Imaginaba en aquella época que, aunque mi vida parecía empinarse tenebrosa entre pesadillas durante la noche, la vida de los otros debía haber tenido un tono diferente, entre bailes, romance, lujos y excesos.

La habitación de mi abuela en su juventud, era mi confirmación de ello. Este lugar que ahora, es mío es un deleite para mis ojos. Mi abuela era una mujer que vivió todos los lujos de ser una Sheridan de adopción, por ende, al igual que mi madre, sin pertenecer realmente a la línea sanguínea de esta familia, gozó de una habitación ricamente cargada en únicos vestidos importados, joyas en demasía, y todo tipo de deliciosas y ligeras telas que la hicieron lucir ante mis ojos de niña, como un ente casi digno de hechicería.

Es sincero decir, que siempre deseé de niña, despertar y ser un poco más como ella. Por eso, una vez tuve quince años y mi abuela me regaló mi primera herencia que pude calificar digna de su gracia, me la probé sin dudar para volverla mi prenda favorita, pese a la clara oposición de mi madre, quien, tras ocultarla en una gaveta en su habitación, criticó aquello como otra muestra de la desfachatez de esta familia, pero yo, ajena a cualquier conjetura plagada de maldad, sólo me probé aquel día su regalo y mi abuela me plantó un ligero beso en la mejilla, diciendo:

—Eres tan bella y virginal como las rosas frescas, Anne.

Es una ligera camisola color vino de satín, que ahora, suelo usar para dormir.

—Son ropas de brujas traviesas cuando pecan —dijo mi madre cuando la vio sobre mi piel y antes de guardarla hasta su muerte entre sus cosas.

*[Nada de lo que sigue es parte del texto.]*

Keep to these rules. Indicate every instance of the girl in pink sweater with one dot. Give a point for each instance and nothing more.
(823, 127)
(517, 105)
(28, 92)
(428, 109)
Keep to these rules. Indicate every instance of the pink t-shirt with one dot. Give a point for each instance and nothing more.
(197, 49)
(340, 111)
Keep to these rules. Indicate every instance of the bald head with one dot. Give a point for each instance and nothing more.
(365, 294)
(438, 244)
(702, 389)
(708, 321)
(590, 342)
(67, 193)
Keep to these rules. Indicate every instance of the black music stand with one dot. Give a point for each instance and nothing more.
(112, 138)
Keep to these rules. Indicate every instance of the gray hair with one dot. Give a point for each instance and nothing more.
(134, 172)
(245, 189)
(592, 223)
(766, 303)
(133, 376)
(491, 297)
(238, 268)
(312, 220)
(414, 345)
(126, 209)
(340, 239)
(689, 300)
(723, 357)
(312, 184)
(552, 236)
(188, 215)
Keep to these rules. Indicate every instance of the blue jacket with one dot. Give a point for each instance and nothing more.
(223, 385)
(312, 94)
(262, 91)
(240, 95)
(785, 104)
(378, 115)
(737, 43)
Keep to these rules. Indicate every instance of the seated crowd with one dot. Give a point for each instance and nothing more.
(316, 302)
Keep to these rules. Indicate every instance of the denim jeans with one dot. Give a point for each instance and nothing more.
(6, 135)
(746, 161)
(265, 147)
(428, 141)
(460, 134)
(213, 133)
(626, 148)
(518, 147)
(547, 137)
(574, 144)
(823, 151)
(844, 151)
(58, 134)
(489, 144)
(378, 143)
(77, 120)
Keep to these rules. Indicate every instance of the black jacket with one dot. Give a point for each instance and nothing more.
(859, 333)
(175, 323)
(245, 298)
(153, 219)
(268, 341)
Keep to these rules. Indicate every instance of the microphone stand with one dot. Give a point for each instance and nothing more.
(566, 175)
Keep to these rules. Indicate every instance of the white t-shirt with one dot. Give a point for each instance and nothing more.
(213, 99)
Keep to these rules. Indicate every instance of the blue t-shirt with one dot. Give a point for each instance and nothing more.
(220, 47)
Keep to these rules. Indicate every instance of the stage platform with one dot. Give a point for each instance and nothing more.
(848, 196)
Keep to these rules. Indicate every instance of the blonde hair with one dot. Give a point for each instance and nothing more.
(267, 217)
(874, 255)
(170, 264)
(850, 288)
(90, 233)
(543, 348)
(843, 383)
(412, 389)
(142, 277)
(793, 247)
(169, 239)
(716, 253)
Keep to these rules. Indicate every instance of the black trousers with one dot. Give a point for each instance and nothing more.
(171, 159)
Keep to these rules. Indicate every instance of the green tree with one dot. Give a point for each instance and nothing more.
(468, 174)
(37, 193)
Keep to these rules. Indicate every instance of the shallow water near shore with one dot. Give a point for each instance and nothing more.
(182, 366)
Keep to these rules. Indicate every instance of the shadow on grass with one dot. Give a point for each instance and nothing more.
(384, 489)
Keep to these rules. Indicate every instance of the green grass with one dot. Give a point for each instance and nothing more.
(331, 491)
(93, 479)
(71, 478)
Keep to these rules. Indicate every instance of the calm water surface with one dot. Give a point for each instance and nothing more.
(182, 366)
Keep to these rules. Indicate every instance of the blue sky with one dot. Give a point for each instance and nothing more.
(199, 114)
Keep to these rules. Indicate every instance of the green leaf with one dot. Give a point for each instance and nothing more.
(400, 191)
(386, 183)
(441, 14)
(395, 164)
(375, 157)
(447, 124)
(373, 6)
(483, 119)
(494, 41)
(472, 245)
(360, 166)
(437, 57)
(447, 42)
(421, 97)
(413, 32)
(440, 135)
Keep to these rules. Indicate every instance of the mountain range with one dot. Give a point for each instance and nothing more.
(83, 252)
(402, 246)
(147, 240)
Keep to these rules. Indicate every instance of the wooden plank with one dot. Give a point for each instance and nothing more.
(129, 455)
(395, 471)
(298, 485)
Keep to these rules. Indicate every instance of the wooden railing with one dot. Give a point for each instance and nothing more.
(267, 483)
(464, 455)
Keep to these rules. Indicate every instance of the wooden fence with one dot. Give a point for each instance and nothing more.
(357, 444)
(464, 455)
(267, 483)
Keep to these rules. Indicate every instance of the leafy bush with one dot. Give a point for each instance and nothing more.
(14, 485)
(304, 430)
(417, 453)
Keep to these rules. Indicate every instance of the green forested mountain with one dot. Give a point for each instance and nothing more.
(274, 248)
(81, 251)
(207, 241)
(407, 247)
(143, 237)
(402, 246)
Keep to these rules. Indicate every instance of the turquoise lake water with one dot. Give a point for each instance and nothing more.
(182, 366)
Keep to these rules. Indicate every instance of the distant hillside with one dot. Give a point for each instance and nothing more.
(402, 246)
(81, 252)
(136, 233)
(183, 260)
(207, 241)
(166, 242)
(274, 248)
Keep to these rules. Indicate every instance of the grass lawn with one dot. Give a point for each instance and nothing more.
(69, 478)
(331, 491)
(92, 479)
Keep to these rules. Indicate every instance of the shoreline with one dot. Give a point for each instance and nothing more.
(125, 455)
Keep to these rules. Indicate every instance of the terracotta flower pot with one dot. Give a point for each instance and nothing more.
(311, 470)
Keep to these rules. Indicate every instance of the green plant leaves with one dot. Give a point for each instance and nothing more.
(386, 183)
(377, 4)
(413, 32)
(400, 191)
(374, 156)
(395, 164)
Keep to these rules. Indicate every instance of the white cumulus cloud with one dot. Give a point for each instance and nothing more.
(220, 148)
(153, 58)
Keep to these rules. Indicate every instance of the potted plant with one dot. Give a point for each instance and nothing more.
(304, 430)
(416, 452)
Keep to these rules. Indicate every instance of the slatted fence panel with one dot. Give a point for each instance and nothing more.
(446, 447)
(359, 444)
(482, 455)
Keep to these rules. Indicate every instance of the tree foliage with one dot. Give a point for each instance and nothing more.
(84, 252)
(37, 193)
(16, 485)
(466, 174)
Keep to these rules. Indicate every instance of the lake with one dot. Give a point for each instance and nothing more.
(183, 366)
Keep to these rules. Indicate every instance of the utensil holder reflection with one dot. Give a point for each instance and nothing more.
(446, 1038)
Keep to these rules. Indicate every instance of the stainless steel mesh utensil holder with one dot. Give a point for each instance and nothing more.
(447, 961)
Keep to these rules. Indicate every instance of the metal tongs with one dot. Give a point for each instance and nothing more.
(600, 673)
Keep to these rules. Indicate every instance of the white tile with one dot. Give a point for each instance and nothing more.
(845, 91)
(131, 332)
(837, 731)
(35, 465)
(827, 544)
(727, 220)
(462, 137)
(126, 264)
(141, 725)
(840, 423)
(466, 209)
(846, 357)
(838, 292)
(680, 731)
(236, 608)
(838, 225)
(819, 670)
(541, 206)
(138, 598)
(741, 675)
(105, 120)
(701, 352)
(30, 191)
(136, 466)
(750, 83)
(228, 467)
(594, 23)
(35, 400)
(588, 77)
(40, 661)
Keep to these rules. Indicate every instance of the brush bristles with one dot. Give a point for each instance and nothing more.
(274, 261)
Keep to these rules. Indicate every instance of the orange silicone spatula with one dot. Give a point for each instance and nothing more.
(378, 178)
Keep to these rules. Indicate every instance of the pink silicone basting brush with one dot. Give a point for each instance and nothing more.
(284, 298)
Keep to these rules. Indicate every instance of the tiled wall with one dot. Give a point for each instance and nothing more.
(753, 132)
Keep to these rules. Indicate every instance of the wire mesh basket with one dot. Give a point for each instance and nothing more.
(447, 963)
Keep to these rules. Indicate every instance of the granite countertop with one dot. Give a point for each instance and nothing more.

Pensé en aquel entonces, que la férrea oposición de mi madre se debía a la envidia de la relación tan cercana que tenía con mi abuela o quizás, a esa cínica religiosidad, casi obsesiva que cultivó en sus últimos días.

A la distancia, es más fácil concluir que lo vio como un peligro, uno al que ya no temo desde la primera noche en que me tocó dormir sabiendo que mis padres no volverían de sus tumbas, y tuve la certeza de que alcanzarían el descanso eterno en su funeral.

He ido a tantos funerales, que no me sorprende en la actualidad, dormir y soñar con el día en que murió Carla y su funeral.

En el último tiempo, aquel día se me repite en la cabeza como si se tratara de mi propia muerte, por eso luego de escribir aquel mensaje a Joshua, sólo me he derrumbado presa del más grande de los miedos y febril he comenzado a soñar con ese funeral otra vez, como si fuese el camino natural de mi mente.

Siempre que la sueño es igual. Es como si pudiera verla marchitarse otra vez escuálida en aquel oratorio donde la encontraron. Después, sólo pálida y engalanada para deleite de aquellos que creen en la paz del cielo, aunque ella siempre fue una escéptica de todo aquello que no empuñara un poco de lógica.

Carla, mi amiga de la niñez, siempre tan correcta y buena, la veo en mis sueños tan clara portando ese bonito vestido blanco con flores bordadas, sus labios color rosa palo y ese anillo con la piedra verde que le contrastaba perfecto con su tono de piel.

Ella ha muerto y yo le sueño con locura.

En estos días siempre es un poco así.

Por eso, cuando despierto con la brisa casi imperceptible, sobre la humedad de la gravilla en las afueras de la mansión y el silencio de la noche, no me sorprende.

Sí, cuando al abrir más los ojos descubro la cercanía de la piel de Ruthven y su pálida tez, mirándome atento.

Su perfume me envuelve, lo siento tibio con sus labios próximos a mi oído maldiciendo, llamándome a despertar. Su tono de voz se escucha sinceramente preocupado.